Multiple lines of evidence suggest the CaV1.2 voltage-gated calcium channel (VGCC), encoded by CACNA1C, as a novel therapeutic target for psychiatric disorders. CACNA1C shows robust transdiagnostic associations with psychiatric disorders [1]. CaV1.2 is ‘druggable’ via the existing calcium channel blockers that are prescribed for cardiovascular indications but show evidence of psychiatric benefit [1]. It has a well-described biology and plays a role in neurobiological processes relevant to psychiatric disorders, including synaptic plasticity, and learning and memory [1].

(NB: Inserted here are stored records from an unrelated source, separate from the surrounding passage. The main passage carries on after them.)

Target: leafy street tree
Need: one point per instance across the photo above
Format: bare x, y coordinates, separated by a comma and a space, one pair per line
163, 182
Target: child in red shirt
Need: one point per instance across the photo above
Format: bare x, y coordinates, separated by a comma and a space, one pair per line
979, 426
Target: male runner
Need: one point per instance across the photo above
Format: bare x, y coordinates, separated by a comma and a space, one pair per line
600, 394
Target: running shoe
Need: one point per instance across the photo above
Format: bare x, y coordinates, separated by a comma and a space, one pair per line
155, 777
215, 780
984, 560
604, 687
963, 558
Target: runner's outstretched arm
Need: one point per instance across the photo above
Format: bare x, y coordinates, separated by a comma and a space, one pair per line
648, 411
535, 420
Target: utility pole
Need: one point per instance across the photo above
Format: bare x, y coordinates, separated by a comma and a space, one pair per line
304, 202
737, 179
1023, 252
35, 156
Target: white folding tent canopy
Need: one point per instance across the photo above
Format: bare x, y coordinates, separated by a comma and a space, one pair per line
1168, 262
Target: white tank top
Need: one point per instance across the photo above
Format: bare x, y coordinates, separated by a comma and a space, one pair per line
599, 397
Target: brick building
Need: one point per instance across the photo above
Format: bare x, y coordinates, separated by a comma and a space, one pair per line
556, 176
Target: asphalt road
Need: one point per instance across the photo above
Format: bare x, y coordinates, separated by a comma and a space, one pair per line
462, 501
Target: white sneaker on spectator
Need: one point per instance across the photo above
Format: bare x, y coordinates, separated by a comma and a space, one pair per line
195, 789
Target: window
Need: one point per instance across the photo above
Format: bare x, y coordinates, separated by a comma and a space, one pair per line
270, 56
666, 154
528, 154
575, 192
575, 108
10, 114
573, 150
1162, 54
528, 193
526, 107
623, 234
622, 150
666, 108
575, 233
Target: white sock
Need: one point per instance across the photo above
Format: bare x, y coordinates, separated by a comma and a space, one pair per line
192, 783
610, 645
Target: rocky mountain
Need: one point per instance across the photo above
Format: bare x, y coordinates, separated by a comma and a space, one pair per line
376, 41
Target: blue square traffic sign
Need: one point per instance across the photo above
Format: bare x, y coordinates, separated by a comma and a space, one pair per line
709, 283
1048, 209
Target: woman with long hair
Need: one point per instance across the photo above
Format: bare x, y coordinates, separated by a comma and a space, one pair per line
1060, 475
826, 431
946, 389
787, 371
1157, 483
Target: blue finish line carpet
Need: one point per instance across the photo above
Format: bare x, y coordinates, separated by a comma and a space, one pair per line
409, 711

There is a need to identify more selective CaV1.2 targets; repurposing the existing calcium channel blockers is unlikely to be feasible due to their cardiovascular effects, which represent side effects in the context of psychiatric conditions. CACNA1C encodes a family of CaV1.2 isoforms via alternative splicing mechanisms that differ between tissues to produce functionally-distinct CaV1.2 channels that vary in many parameters, including biophysical properties [2] and sensitivity to existing calcium channel blockers [3], highlighting that whilst challenging it may be feasible to develop isoform-selective compounds. Thus, brain-enriched isoforms of CACNA1C/CaV1.2 may represent selective therapeutic targets for psychiatry. However, the identification of such targets was hampered by two key limitations: firstly, most information about CACNA1C isoform diversity was obtained in rodents and splicing patterns can differ markedly between species [4]; secondly, because annotated transcripts are typically reconstructed computationally from short-read sequencing data, little was known about the full-length architecture of CACNA1C isoforms in any species. Therefore, we developed a novel technical approach to characterise full length isoforms and obtained the isoform profile of CACNA1C in human brain [5]. We identified 241 novel CACNA1C isoforms, although most were expressed at low levels [5]. However, we obtained our data using bulk tissue, so isoforms expressed at low levels in the pool could be abundant in specific cellular subpopulations. We are now using this method to profile the isoform repertoire of the human cardiovascular system. We believe it likely that the expressed isoforms will be regulated according to tissue type, consistent with existing data [2, 4]. Isoforms that are enriched in the brain, and with little to no expression in the cardiovascular system, provide a starting point for the development of brain-selective compounds.

Our findings highlight how incomplete our understanding of the transcriptome remains. This information is crucial, since studies that consider gene expression only at the gene level can miss important switches occurring at the level of individual isoforms. The single nucleotide polymorphisms associated with psychiatric illness within CACNA1C are non-coding, so may act via effects on isoform expression [1]. Understanding the full-length isoform context is also needed to elucidate the interactive effects of splicing variation on protein function, as splicing events that are distant in genomic space may be in close proximity in the mature protein. Notably, the poor understanding of isoform diversity also pertains to model systems, e.g. rodents and stem cell models. Given profound changes in isoform profiles between species and across development [4, 6], it is important to characterise isoform profiles in these systems to ensure relevance for pathophysiological studies and drug development.